The petition had also sought a stay on the board meeting of the Sir Ratan Tata Trust (SRTT), which was supposed to be held on May 8, but was later rescheduled to May 16.
A vacation bench of Justices Advait Sethna and Sandesh Patil observed that the petitioner, Thane resident Suresh Tulsiram Patilkhede, had relied on representations allegedly submitted before the Charity Commissioner by unidentified third parties rather than complaints filed by him directly. The bench also questioned the urgency of the plea, remarking that it appeared to be attempting to pre-empt possible decisions of the trust before any action had actually been taken.
25% Rule
Senior advocate T Raja, appearing for the petitioner, argued that the SRTT board ought to be reconstituted before any further meetings were held because three of its six trustees were “perpetual” or life trustees. The petition contended that this violated a 2025 amendment to the Maharashtra Public Trusts Act, which capped such trustees at 25% of the board unless specifically permitted by the trust deed. Since the trust currently has six trustees, the plea argued that only one could legally serve in perpetuity under Section 30A(2) of the Act.

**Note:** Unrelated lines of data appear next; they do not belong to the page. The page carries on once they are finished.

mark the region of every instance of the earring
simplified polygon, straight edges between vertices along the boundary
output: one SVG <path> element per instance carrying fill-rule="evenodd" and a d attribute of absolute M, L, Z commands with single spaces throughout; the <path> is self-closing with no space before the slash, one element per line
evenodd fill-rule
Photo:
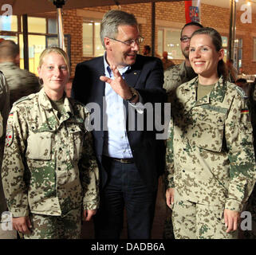
<path fill-rule="evenodd" d="M 39 82 L 39 84 L 41 86 L 44 84 L 44 80 L 40 77 L 38 77 L 38 82 Z"/>

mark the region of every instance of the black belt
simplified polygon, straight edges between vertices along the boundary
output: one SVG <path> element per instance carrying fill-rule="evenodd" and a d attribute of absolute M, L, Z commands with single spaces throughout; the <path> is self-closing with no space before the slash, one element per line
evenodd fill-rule
<path fill-rule="evenodd" d="M 105 157 L 108 158 L 110 160 L 114 160 L 114 161 L 116 161 L 116 162 L 120 162 L 120 163 L 122 163 L 124 164 L 132 164 L 132 163 L 134 163 L 133 158 L 131 158 L 131 159 L 117 159 L 117 158 L 110 158 L 110 157 L 107 157 L 107 156 L 105 156 Z"/>

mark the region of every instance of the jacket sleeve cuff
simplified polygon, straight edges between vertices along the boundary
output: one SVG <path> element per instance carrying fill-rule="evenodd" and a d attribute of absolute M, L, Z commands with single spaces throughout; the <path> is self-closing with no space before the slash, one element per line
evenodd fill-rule
<path fill-rule="evenodd" d="M 244 205 L 238 201 L 234 199 L 227 199 L 225 204 L 225 209 L 228 209 L 230 210 L 235 210 L 238 213 L 242 211 Z"/>
<path fill-rule="evenodd" d="M 84 210 L 96 210 L 100 207 L 99 200 L 93 200 L 93 201 L 84 201 L 83 203 Z"/>
<path fill-rule="evenodd" d="M 10 212 L 14 218 L 18 217 L 26 217 L 30 215 L 30 211 L 28 209 L 20 209 L 20 208 L 11 208 Z"/>
<path fill-rule="evenodd" d="M 175 187 L 174 180 L 173 180 L 173 177 L 171 177 L 171 178 L 167 181 L 167 188 L 169 189 L 169 188 L 174 188 L 174 187 Z"/>

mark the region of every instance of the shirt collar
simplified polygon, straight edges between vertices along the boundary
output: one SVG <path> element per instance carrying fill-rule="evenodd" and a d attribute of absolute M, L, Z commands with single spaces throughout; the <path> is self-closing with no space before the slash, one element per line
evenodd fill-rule
<path fill-rule="evenodd" d="M 64 104 L 63 104 L 63 109 L 65 112 L 70 112 L 73 115 L 73 108 L 72 105 L 68 99 L 67 96 L 65 96 L 65 94 L 64 94 L 65 99 L 64 99 Z M 45 110 L 50 110 L 53 108 L 52 104 L 47 96 L 46 93 L 45 92 L 44 88 L 42 88 L 39 92 L 39 104 L 41 106 L 45 108 Z"/>

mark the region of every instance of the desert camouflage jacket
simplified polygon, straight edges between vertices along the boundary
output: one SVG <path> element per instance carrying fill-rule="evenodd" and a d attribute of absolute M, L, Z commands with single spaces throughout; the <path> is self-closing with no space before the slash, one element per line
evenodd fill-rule
<path fill-rule="evenodd" d="M 2 168 L 14 217 L 98 207 L 98 168 L 85 128 L 88 115 L 84 105 L 65 97 L 59 120 L 43 88 L 14 104 Z"/>
<path fill-rule="evenodd" d="M 172 100 L 167 179 L 186 200 L 241 211 L 255 182 L 252 126 L 242 89 L 220 78 L 196 100 L 198 77 Z"/>

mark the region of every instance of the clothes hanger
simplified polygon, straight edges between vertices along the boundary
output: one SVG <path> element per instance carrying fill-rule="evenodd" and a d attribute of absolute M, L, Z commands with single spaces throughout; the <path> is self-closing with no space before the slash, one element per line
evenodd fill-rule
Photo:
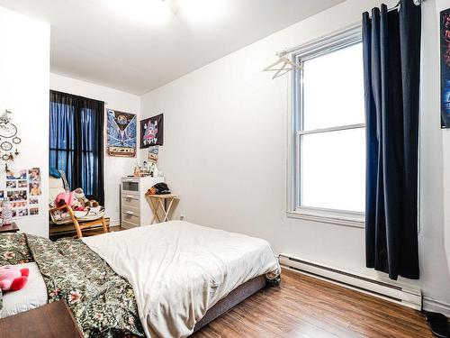
<path fill-rule="evenodd" d="M 276 71 L 272 78 L 276 78 L 289 73 L 291 70 L 302 69 L 302 66 L 292 62 L 286 57 L 285 52 L 277 53 L 278 60 L 266 67 L 263 71 Z M 280 67 L 281 66 L 281 67 Z"/>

The judges, however, repeatedly questioned the maintainability of the petition and Patilkhede’s “locus standi” — the legal right to bring a matter before the court. Senior advocates Abhishek Manu Singhvi and Janak Dwarkadas, appearing for some trustees, argued that the petitioner was neither a beneficiary nor a trustee of SRTT and therefore lacked standing to challenge the board’s functioning.
They also argued that treating the 2025 amendment as retrospective rather than prospective could have sweeping consequences for thousands of trusts across Maharashtra.

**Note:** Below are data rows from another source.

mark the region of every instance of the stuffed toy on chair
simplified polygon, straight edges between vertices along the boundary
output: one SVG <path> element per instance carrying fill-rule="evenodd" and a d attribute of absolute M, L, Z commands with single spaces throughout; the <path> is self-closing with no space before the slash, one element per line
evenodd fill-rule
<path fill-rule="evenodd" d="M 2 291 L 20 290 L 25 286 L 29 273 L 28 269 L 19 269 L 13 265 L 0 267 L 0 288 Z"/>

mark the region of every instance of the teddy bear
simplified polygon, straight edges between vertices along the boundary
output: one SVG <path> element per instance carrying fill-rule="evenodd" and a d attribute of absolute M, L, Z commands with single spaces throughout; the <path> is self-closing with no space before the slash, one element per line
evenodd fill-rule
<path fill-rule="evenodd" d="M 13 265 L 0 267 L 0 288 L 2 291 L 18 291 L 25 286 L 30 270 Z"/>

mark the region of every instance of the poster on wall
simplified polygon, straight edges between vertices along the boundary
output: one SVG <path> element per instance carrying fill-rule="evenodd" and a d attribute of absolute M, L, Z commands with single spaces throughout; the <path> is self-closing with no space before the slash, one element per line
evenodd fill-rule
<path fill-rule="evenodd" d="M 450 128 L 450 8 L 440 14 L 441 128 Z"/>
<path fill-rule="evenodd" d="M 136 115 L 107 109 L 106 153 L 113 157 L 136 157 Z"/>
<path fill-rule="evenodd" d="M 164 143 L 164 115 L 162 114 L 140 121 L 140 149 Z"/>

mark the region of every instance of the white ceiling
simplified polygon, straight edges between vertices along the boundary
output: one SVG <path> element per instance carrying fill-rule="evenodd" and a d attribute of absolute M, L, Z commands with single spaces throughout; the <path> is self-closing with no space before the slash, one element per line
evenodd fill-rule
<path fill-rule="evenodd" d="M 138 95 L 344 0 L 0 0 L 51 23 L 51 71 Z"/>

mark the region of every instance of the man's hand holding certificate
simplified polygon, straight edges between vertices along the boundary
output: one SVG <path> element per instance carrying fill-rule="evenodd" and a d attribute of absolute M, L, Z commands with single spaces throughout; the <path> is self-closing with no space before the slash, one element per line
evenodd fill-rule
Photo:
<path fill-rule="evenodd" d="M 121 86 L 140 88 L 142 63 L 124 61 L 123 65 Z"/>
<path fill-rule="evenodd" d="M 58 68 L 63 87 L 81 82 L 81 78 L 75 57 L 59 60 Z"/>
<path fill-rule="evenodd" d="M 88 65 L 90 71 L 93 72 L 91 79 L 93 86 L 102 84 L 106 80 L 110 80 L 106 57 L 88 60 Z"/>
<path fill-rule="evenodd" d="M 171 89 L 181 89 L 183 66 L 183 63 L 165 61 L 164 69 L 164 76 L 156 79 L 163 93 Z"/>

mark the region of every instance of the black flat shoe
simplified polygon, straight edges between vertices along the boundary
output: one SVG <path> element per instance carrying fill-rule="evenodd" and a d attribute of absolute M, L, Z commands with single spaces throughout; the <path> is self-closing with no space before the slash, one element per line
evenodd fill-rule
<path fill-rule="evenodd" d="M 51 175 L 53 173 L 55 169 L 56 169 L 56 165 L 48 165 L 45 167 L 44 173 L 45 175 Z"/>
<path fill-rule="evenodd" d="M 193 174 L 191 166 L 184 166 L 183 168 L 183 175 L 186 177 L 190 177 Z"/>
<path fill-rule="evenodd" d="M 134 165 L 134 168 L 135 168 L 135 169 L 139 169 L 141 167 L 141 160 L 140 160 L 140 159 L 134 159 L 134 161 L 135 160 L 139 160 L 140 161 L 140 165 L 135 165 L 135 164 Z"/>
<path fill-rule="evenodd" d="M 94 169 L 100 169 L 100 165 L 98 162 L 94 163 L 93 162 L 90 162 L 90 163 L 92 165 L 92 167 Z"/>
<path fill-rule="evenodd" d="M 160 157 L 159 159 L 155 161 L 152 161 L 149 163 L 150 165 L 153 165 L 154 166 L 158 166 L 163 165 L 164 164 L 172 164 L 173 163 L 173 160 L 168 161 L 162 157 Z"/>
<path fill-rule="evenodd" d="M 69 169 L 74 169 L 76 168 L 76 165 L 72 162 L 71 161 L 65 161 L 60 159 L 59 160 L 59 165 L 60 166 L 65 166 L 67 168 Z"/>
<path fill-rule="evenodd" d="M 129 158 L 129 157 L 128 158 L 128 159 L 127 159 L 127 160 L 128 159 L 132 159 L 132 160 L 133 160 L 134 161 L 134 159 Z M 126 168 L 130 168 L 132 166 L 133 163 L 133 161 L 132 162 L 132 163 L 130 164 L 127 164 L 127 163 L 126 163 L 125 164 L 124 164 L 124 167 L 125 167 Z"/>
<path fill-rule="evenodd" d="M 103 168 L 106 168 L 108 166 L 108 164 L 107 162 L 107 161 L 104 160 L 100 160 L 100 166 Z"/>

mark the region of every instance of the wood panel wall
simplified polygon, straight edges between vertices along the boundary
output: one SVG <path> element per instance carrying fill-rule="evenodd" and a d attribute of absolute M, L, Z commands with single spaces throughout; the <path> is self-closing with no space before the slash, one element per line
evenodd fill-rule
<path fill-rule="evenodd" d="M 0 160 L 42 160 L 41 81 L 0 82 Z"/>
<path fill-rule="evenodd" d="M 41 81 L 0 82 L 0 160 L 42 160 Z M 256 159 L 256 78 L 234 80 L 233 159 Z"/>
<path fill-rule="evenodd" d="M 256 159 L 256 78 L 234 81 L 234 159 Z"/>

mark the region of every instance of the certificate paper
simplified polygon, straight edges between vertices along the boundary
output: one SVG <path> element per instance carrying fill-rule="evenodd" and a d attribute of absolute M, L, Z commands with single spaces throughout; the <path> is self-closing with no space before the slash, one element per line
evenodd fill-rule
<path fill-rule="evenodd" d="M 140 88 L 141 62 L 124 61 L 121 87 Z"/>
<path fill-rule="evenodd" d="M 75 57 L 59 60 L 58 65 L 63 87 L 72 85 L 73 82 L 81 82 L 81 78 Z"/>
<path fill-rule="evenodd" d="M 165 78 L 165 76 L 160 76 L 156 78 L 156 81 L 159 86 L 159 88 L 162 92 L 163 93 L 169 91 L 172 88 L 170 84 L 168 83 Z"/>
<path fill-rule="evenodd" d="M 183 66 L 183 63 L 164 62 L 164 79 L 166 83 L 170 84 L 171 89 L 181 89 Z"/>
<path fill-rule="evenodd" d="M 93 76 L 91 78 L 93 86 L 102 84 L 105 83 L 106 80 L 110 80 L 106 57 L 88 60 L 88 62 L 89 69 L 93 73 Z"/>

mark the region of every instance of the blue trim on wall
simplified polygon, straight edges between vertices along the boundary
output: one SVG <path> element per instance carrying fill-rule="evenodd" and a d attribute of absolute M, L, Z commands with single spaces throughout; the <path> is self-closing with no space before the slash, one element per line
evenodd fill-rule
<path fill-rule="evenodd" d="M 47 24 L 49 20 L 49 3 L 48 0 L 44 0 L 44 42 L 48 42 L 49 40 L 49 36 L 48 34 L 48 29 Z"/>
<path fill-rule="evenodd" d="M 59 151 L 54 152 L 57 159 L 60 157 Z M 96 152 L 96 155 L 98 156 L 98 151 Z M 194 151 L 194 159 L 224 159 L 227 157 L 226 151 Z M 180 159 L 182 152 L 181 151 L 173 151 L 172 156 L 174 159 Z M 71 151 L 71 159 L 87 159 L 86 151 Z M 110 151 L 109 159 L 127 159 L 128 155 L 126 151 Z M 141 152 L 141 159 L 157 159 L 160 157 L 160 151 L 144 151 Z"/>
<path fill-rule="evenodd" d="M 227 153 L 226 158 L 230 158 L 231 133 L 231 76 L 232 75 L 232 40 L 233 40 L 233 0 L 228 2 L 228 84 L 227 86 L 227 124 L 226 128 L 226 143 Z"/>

Singhvi told the court that the Maharashtra government had already clarified through a notification that the amendment would apply prospectively. Dwarkadas added that the SRTT board had held at least four meetings since September 2025 without objection from the petitioner, who had approached the court only now.
Pre-emptive Objections
The bench further noted that the Charity Commissioner was already examining the issue. Justice Patil orally observed that the petition appeared more like a “caveat” — effectively a pre-emptive objection — than a challenge arising from an actual board decision.
Following these observations, Raja sought permission to withdraw the petition, which the court allowed.

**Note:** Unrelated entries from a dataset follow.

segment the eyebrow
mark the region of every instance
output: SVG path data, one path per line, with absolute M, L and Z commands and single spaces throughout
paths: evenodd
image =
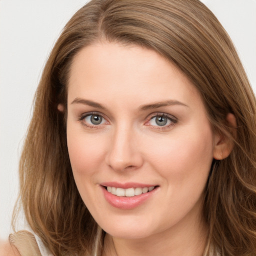
M 81 98 L 76 98 L 71 102 L 71 104 L 83 104 L 84 105 L 88 105 L 94 108 L 100 108 L 101 110 L 106 109 L 106 108 L 103 105 L 102 105 L 100 103 L 98 103 L 92 100 L 88 100 Z M 186 104 L 184 104 L 180 102 L 170 100 L 165 100 L 164 102 L 156 102 L 150 104 L 142 105 L 139 108 L 138 110 L 140 112 L 145 111 L 148 110 L 154 110 L 155 108 L 160 108 L 162 106 L 168 106 L 174 105 L 180 105 L 188 108 L 188 105 L 186 105 Z
M 154 110 L 154 108 L 160 108 L 162 106 L 168 106 L 174 105 L 180 105 L 188 108 L 188 105 L 186 105 L 186 104 L 184 104 L 180 102 L 170 100 L 164 102 L 156 102 L 152 104 L 142 105 L 140 107 L 139 110 L 144 111 L 148 110 Z
M 100 103 L 89 100 L 85 100 L 79 98 L 76 98 L 72 102 L 71 104 L 84 104 L 84 105 L 88 105 L 94 108 L 97 108 L 101 110 L 106 110 L 106 108 Z

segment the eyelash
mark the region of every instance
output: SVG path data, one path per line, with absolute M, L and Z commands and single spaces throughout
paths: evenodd
M 150 114 L 148 118 L 149 118 L 149 120 L 146 122 L 146 124 L 147 126 L 150 126 L 150 124 L 146 124 L 146 123 L 150 122 L 153 118 L 156 118 L 156 117 L 164 118 L 166 118 L 170 121 L 170 124 L 168 126 L 151 126 L 152 129 L 155 129 L 158 130 L 165 130 L 170 129 L 172 127 L 174 126 L 176 124 L 177 124 L 178 120 L 177 118 L 172 116 L 170 114 L 166 114 L 166 113 L 162 112 L 156 112 Z
M 104 115 L 103 115 L 102 114 L 98 112 L 90 112 L 86 114 L 83 114 L 78 116 L 78 120 L 82 124 L 83 126 L 84 126 L 86 127 L 89 128 L 90 129 L 96 130 L 102 128 L 102 124 L 98 125 L 92 125 L 88 124 L 85 122 L 84 118 L 86 118 L 88 116 L 92 115 L 98 116 L 100 117 L 102 117 L 102 118 L 106 120 L 106 121 L 108 122 L 107 118 L 104 117 Z M 170 121 L 171 123 L 166 126 L 150 126 L 150 124 L 147 124 L 147 123 L 150 122 L 154 118 L 156 118 L 158 116 L 166 118 L 168 120 Z M 158 130 L 164 130 L 166 129 L 170 128 L 171 127 L 174 126 L 178 122 L 178 119 L 173 116 L 171 116 L 170 114 L 162 112 L 153 113 L 150 115 L 147 118 L 147 120 L 148 120 L 145 123 L 145 125 L 151 126 L 152 129 Z
M 90 129 L 98 129 L 102 128 L 102 126 L 100 126 L 101 124 L 98 125 L 92 125 L 92 124 L 88 124 L 84 122 L 84 119 L 90 116 L 101 116 L 102 118 L 106 120 L 106 118 L 105 118 L 104 116 L 102 114 L 98 113 L 98 112 L 90 112 L 86 114 L 83 114 L 80 116 L 78 118 L 78 120 L 80 121 L 82 124 L 85 126 L 86 127 L 89 128 Z

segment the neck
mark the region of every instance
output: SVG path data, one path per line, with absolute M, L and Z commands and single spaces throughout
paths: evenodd
M 202 222 L 178 224 L 158 234 L 140 239 L 106 234 L 102 256 L 202 256 L 208 229 Z

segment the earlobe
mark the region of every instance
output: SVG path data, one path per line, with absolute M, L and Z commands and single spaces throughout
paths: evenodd
M 60 112 L 63 112 L 64 110 L 64 105 L 63 104 L 58 104 L 58 106 L 57 106 L 57 108 L 58 109 L 58 111 Z
M 234 116 L 228 113 L 226 120 L 232 129 L 233 136 L 236 136 L 236 120 Z M 214 158 L 222 160 L 227 158 L 233 148 L 234 143 L 230 136 L 224 134 L 215 134 L 214 137 Z

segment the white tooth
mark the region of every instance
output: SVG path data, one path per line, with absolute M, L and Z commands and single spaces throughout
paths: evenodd
M 126 188 L 126 196 L 134 196 L 135 192 L 133 188 Z
M 134 190 L 135 195 L 138 196 L 142 194 L 142 188 L 136 188 Z
M 111 194 L 116 194 L 116 188 L 114 188 L 114 186 L 112 187 L 112 190 L 111 190 Z
M 124 196 L 126 195 L 126 190 L 124 188 L 116 188 L 116 196 Z
M 151 191 L 152 190 L 153 190 L 154 188 L 154 186 L 150 186 L 150 188 L 148 188 L 148 191 Z
M 144 188 L 142 189 L 142 193 L 146 193 L 148 191 L 148 188 Z

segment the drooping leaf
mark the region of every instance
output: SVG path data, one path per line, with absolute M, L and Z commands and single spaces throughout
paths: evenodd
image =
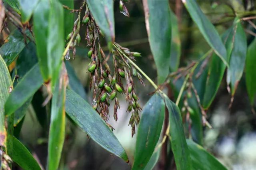
M 43 82 L 38 65 L 37 64 L 24 76 L 9 95 L 5 105 L 6 115 L 13 113 L 25 103 Z
M 20 0 L 21 21 L 24 24 L 29 21 L 39 0 Z
M 150 98 L 143 108 L 132 169 L 144 169 L 150 159 L 160 136 L 164 109 L 164 100 L 157 93 Z
M 171 144 L 177 169 L 190 169 L 191 159 L 186 141 L 180 110 L 170 99 L 166 97 L 164 101 L 169 111 Z
M 246 37 L 244 29 L 240 22 L 236 24 L 234 47 L 230 57 L 230 67 L 227 74 L 227 83 L 228 86 L 230 85 L 232 96 L 234 95 L 243 75 L 247 48 Z
M 110 49 L 115 40 L 113 1 L 87 0 L 86 3 L 96 23 L 103 32 Z
M 8 42 L 4 44 L 0 48 L 0 54 L 4 58 L 7 66 L 11 64 L 25 47 L 25 37 L 26 38 L 27 43 L 30 41 L 28 37 L 30 40 L 32 38 L 28 30 L 26 30 L 24 35 L 26 36 L 24 36 L 18 29 L 14 30 L 9 36 Z
M 45 82 L 50 80 L 50 72 L 48 68 L 47 39 L 49 26 L 50 3 L 42 0 L 35 9 L 33 15 L 33 30 L 36 43 L 36 52 L 41 73 Z
M 212 155 L 192 140 L 187 139 L 193 170 L 227 170 Z
M 66 111 L 92 139 L 107 150 L 129 162 L 124 149 L 98 113 L 78 95 L 68 89 Z
M 68 61 L 66 61 L 65 63 L 68 71 L 70 89 L 79 95 L 84 99 L 86 100 L 86 94 L 84 89 L 78 77 L 76 76 L 75 71 L 72 67 L 72 66 Z
M 247 92 L 249 95 L 251 105 L 254 103 L 254 96 L 256 93 L 256 38 L 250 44 L 248 47 L 246 59 L 246 81 Z
M 19 140 L 13 136 L 13 153 L 11 158 L 22 169 L 41 170 L 36 160 L 28 149 Z
M 179 67 L 181 53 L 180 39 L 176 16 L 171 10 L 172 23 L 172 42 L 171 42 L 171 60 L 170 69 L 176 71 Z
M 228 65 L 225 46 L 213 25 L 202 11 L 195 0 L 182 1 L 205 40 L 225 64 Z
M 3 1 L 4 1 L 4 3 L 7 3 L 10 5 L 10 6 L 19 14 L 20 14 L 21 12 L 20 10 L 20 4 L 18 0 L 3 0 Z
M 64 63 L 60 73 L 58 77 L 59 81 L 57 81 L 55 85 L 52 102 L 47 159 L 48 170 L 58 169 L 65 138 L 65 102 L 68 78 Z
M 4 146 L 6 148 L 7 134 L 5 123 L 4 103 L 13 87 L 8 69 L 1 55 L 0 72 L 0 146 Z
M 169 2 L 146 0 L 143 2 L 148 36 L 156 65 L 158 83 L 162 83 L 169 74 L 166 63 L 170 63 L 172 30 Z
M 74 0 L 61 0 L 60 1 L 63 5 L 70 9 L 74 8 Z M 74 13 L 70 12 L 68 10 L 64 10 L 64 18 L 65 22 L 65 38 L 72 31 L 74 26 Z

Legal experts said the withdrawal does not necessarily foreclose future litigation. “Since the matter was withdrawn and not dismissed on merits, a fresh writ petition may still be possible if the defects identified by the court are addressed,” said Tushar Kumar, advocate at the Supreme Court. He added that any future plea would likely face far stricter scrutiny on urgency, disclosure and maintainability.
The petition had raised objections over the composition of the SRTT board, arguing that the original trust deed and codicil dating back to 1916 did not expressly permit life trustees, while the September 2025 amendment capped perpetual trustees at one-fourth of total board strength.
The dispute first surfaced ahead of a scheduled May 8 SRTT board meeting expected to discuss issues including the possible listing of Tata Sons, the future of trustee Venu Srinivasan on the Tata Sons board, and the reappointment of N Chandrasekaran as chairman of Tata Sons. That meeting was later rescheduled to May 16.
Legal experts said the rescheduled meeting could still face a fresh urgent challenge, although courts would now likely apply a significantly higher threshold before considering any interim relief.